C'est marrant, je disais la semaine dernière que la place de Roger dans la série était de moins en moins justifiée. Et c'est justement la question que se pose le personnage dans cet épisode alors qu'il réalise que son influence est de plus en plus limité face à un Pete dont l'arrogance n'a d'égale que la taille de son nouveau bureau. Voilà comment je l'aime mon Sterling, vulnérable et isolé. Son intrigue de l'an dernier semble donc pouvoir se poursuivre et le status quo le concernant n'était qu'un leurre. Son duo avec Peggy est rafraîchissant et rien que pour ça, je pardonne les scénaristes d'avoir mis Joan sur la touche. Va-t-il épouser le changement pour survivre ou continuer de l'observer en s'enivrant jusqu'à la mort ? Si la série s'attarde sur ce genre de questions, alors Roger a toute sa place dans cette nouvelle saison. 


Pas grand chose à dire sur la réalisation assurée par Jon Hamm. Les parallèles assez grossiers sont plus à blâmer au scénario qu'à ses choix artistiques et il s'en sort plutôt bien, tout en sobriété.

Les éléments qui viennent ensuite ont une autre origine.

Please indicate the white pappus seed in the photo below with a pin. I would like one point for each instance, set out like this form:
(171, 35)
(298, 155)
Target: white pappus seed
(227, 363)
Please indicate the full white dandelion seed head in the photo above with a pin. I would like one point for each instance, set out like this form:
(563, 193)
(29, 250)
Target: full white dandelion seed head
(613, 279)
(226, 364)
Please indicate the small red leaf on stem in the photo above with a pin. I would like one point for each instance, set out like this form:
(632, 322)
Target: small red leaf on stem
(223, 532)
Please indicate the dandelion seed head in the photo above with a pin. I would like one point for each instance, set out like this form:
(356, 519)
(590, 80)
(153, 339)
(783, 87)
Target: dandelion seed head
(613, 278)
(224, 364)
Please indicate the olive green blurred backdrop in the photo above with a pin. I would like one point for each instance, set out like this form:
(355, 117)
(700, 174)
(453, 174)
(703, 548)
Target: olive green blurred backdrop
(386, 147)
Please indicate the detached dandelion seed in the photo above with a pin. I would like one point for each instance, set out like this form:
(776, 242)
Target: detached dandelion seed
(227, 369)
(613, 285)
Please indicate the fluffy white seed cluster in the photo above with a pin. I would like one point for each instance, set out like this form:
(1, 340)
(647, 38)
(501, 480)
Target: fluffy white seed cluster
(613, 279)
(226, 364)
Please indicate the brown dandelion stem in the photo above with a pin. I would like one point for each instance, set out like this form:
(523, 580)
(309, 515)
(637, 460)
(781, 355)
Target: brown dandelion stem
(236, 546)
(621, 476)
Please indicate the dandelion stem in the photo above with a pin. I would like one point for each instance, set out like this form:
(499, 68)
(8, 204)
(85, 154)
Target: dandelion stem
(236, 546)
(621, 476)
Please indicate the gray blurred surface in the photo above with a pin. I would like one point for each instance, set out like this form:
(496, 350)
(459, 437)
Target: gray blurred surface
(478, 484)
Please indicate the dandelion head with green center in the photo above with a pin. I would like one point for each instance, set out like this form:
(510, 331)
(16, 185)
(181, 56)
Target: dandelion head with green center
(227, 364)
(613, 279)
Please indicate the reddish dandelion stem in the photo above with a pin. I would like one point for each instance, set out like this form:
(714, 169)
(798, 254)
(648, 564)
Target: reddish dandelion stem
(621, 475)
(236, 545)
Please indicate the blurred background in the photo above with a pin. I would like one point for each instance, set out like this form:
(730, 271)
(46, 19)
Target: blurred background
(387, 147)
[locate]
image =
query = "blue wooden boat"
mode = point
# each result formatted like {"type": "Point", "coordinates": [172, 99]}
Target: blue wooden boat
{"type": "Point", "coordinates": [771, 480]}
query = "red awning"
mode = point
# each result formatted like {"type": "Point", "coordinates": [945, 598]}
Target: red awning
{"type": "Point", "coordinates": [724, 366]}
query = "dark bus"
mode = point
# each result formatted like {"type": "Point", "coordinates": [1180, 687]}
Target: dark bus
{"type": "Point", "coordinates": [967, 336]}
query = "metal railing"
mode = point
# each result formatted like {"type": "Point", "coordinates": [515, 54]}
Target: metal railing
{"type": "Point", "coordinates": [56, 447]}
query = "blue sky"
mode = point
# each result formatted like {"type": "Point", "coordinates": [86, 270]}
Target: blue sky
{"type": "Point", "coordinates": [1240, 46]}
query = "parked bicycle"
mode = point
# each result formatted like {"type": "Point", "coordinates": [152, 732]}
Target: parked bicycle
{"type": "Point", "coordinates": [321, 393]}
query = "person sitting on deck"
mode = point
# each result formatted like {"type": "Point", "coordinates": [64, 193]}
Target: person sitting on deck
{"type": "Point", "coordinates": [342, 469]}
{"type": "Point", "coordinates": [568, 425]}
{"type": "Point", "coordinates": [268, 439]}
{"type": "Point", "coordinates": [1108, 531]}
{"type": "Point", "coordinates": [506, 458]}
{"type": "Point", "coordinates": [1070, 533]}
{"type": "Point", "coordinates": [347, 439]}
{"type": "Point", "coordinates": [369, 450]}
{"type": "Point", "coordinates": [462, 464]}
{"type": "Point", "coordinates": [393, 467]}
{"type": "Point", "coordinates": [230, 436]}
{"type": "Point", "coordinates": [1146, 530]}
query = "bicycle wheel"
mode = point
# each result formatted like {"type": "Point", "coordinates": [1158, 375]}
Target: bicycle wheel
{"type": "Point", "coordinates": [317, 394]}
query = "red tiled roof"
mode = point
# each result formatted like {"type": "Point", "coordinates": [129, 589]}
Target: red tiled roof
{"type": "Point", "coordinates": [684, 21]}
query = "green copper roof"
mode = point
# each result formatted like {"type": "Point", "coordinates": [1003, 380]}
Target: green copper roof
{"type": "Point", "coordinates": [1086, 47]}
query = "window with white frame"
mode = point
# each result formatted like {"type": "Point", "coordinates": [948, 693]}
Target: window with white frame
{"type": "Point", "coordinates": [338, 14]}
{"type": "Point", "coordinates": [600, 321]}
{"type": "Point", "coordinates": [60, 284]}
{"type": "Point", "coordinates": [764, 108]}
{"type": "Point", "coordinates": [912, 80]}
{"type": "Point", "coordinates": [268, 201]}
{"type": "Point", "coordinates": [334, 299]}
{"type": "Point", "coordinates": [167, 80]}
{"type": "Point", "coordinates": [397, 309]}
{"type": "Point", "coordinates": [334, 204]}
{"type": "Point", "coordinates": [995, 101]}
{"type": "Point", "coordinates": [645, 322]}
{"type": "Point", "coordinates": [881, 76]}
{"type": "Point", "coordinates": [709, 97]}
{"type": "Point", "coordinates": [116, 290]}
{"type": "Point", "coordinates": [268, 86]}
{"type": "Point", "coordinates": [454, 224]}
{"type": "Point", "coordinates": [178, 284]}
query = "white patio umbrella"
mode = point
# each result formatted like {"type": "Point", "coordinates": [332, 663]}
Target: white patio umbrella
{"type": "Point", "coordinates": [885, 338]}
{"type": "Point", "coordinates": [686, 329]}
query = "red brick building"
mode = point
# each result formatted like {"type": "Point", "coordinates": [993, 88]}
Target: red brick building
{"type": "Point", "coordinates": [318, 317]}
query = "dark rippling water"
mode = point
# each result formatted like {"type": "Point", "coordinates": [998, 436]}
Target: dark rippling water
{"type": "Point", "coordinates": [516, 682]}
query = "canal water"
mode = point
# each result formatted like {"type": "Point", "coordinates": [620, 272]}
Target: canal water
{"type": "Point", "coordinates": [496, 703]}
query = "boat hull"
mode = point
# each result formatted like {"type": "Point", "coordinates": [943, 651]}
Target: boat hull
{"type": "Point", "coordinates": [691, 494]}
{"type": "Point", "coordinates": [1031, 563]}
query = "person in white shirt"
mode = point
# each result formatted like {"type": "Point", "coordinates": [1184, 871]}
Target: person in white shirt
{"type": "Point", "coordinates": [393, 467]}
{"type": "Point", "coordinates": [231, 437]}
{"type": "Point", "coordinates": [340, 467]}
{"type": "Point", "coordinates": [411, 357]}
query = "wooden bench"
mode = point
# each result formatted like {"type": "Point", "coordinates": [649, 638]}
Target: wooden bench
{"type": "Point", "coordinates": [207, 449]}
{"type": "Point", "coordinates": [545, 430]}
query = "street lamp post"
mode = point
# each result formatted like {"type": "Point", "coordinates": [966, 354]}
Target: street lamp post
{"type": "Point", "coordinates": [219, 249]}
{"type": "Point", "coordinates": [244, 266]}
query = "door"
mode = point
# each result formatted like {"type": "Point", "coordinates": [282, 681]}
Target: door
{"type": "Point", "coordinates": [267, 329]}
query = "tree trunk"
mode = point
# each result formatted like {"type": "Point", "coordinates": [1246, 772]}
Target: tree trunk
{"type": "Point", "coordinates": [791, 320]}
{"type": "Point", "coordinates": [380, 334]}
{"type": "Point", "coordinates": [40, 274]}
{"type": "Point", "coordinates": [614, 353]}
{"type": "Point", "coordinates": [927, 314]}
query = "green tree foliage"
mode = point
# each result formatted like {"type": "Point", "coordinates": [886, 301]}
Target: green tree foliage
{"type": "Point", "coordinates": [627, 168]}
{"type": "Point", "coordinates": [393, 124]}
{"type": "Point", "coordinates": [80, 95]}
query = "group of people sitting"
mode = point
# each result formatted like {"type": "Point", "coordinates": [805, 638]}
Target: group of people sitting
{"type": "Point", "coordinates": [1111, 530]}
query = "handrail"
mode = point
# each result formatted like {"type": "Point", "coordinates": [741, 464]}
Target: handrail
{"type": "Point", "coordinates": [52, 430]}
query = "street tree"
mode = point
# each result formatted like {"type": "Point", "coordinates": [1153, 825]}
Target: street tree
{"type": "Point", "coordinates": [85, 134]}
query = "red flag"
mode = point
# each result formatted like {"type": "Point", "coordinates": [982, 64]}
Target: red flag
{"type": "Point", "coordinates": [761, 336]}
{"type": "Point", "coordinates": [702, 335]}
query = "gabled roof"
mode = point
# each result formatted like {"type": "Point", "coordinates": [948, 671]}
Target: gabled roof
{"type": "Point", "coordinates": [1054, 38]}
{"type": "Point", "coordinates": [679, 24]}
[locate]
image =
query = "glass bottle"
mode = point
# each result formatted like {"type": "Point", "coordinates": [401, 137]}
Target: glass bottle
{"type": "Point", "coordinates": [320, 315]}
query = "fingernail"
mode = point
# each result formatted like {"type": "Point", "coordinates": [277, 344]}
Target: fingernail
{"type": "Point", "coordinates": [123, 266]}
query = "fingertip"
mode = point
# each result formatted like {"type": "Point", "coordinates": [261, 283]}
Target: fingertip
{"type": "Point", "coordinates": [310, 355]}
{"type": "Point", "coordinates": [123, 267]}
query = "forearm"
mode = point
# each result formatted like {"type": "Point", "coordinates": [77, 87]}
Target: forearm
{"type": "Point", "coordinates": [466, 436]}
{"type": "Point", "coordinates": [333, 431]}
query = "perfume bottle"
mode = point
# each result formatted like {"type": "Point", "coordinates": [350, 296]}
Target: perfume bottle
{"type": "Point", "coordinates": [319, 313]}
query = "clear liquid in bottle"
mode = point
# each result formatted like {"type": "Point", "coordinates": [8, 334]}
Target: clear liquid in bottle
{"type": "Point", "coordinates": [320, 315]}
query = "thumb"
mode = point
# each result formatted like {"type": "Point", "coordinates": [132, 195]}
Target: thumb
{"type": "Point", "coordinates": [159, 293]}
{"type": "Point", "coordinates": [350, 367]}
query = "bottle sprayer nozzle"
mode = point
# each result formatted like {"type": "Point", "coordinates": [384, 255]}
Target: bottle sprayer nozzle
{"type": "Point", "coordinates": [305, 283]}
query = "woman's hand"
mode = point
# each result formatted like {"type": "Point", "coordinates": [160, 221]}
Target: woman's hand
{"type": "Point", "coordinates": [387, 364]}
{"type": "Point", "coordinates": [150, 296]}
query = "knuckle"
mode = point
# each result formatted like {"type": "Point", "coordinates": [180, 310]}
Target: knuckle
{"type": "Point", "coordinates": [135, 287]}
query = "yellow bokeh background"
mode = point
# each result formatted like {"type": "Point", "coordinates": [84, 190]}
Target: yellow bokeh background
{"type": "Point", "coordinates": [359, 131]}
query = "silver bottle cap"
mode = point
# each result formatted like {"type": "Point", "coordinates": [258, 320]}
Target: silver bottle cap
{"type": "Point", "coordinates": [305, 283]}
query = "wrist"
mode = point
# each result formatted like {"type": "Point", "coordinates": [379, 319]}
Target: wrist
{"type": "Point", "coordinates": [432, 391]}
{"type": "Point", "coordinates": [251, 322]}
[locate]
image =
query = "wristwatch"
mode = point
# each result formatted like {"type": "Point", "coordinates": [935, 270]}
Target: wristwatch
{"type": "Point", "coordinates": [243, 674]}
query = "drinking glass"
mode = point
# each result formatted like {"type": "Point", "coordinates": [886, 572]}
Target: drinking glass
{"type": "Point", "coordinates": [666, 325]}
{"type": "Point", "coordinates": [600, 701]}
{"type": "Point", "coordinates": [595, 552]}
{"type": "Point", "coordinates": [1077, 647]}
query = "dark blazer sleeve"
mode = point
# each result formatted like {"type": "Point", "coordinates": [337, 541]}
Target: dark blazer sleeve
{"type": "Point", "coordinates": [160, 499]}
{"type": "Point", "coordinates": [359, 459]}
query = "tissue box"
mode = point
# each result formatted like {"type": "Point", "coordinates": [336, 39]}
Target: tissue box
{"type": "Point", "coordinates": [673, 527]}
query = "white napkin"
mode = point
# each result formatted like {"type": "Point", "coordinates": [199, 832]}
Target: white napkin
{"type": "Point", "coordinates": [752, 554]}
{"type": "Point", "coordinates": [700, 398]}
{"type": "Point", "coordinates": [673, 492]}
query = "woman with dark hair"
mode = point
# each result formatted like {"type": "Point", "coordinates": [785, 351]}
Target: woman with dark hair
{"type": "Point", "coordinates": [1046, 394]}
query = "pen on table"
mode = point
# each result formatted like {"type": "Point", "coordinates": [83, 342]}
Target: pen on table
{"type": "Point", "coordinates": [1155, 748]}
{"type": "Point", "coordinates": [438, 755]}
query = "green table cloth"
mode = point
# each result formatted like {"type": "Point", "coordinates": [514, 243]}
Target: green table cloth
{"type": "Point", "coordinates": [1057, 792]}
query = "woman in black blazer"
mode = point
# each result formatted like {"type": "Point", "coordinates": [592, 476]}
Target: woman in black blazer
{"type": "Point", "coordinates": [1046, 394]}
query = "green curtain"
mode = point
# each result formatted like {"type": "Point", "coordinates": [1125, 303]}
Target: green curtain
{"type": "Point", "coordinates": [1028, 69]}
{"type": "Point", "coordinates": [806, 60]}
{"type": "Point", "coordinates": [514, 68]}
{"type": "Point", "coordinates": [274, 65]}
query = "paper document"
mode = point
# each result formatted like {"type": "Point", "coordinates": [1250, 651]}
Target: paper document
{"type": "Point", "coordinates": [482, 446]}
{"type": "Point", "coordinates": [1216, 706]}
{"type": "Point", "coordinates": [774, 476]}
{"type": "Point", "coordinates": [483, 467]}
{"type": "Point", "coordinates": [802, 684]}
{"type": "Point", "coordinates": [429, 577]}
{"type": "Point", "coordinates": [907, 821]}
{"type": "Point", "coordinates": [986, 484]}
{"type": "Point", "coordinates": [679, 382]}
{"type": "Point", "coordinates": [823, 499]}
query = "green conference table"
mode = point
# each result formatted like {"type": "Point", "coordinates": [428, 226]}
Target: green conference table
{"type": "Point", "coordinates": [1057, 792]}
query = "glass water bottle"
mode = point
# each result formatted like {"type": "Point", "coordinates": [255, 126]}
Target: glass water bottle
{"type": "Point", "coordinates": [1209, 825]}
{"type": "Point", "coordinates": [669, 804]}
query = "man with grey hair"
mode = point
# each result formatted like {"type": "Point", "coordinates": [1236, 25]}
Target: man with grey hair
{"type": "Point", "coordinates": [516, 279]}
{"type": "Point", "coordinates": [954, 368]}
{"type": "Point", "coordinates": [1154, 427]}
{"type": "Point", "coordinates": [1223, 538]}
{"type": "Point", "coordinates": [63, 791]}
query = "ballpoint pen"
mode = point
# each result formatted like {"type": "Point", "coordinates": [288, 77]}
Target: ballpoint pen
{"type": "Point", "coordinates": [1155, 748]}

J'ai presque cru un moment que les Stones allaient vraiment débarquer à l'aide d'imitateurs minables mais on nous a épargné ça. Pour les curieux, j'ai d'ailleurs vérifié, ils ont bien joué à Forest Hills le 3 juillet 1966. Sinon, j'aime bien le fait qu'Harry soit la caution comique de la saison, ses scènes avec Don sont un régal. Pour la chanson du générique de fin, j'aurais trouvé "Out of Time" ou "I Am Waiting" des Stones assez appropriés. Mais je chipote. 

Ce n'était pas l'épisode le plus subtil de la série (j'aurais pu me passer de la dernière scène) mais le changement arrive avec de gros sabots. Et si les personnages ne sont pas tous prêt à l'affronter, la série s'y adapte et évolue.